During the mid-1960s, Frisco, disgusted with the music business after having thousands of dollars in royalties embezzled by an A & R man he trusted, quit playing, moved to Ontario, Canada, and worked for IBM and raced MGs and Mini Coopers at Harewood Acres and Mosport. He drove a Morris Mini in the preliminary races for the 1967 Canadian Grand Prix, reverting to the name Don Joseph. In 1972, he returned to Tulsa and started playing again, first with the Don White Band and then with the John D. LeVan Band. In the years since, he played with Bill David, Gus Hardin, Tommy Overstreet and others.

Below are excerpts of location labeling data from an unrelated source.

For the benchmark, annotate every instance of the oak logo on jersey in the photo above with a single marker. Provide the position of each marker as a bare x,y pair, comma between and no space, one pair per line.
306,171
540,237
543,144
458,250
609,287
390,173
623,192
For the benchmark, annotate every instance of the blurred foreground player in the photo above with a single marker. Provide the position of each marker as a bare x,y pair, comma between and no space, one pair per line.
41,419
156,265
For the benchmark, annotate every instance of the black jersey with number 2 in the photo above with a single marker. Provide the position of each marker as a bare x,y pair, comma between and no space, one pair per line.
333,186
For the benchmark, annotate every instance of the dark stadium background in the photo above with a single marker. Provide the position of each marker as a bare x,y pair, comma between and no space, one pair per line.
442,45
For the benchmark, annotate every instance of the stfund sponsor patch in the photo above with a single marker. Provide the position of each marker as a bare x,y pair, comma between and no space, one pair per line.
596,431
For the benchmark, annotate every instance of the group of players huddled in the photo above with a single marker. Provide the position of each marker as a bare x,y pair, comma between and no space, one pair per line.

Frisco rejoined Cale's band in 1994, and toured the United States and Europe that summer and fall, with TV broadcasts from France, Germany, the Netherlands, and the United Kingdom. Cale's 1996 tour included a concert on March 29 at Carnegie Hall with The Band. Frisco can be heard on the Cale CDs J. J. Cale Live, To Tulsa And Back, and Roll On. He wrote and sang "The Pursuit of Happiness" as well as on Eric Clapton's Crossroads Guitar Festival DVD set and the J. J. Cale Band's DVD tour video for To Tulsa and Back.

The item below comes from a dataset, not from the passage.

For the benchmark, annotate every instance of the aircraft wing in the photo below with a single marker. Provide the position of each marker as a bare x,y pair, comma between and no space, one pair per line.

In May 2008, Frisco was inducted into the Oklahoma Blues Hall of Fame with a lifetime achievement award. On September 17, 2009, he was inducted into the Oklahoma Music Hall of Fame as a winner of the Eldon Shamblin Session Musician Award. In April 2012, he received the Bare Bones Film Festival's "Living Legend" Award.

==Bands==
Bands and artists Frisco played and recorded with include:

- Steve Pryor
- Empty Pockets
- Brad Absher
- Tom Skinner's Science Project
- Larry Spears
- Susan Herndon
- Lata Gouveia
- Dustin Pittsley
- Jesse Aycock
- J. J. Cale
- Dustin and Jesse's Higher Education
- The Kevin Phariss Band
- Rodney Lay
- Widespread Panic
- Dennis Crouch
- Blazon Pearl
- Snuggle Naked
- Li'l Tee
- The Formerly Withs
- The Dylan Whitney Band
- Tex Waggoner
- Whirligig

==Acting==
Frisco occasionally appeared in films and videos. He can be seen in the short film Melvin, A Midwestern Tale, and in the 2003 Disney remake of Where the Red Fern Grows. He also appeared in Lata Gouveia's documentary Red Dirt: Songs from the Dust. In July 2011, Frisco appeared in the full-length feature Red Dirt on 66: A Road Movie.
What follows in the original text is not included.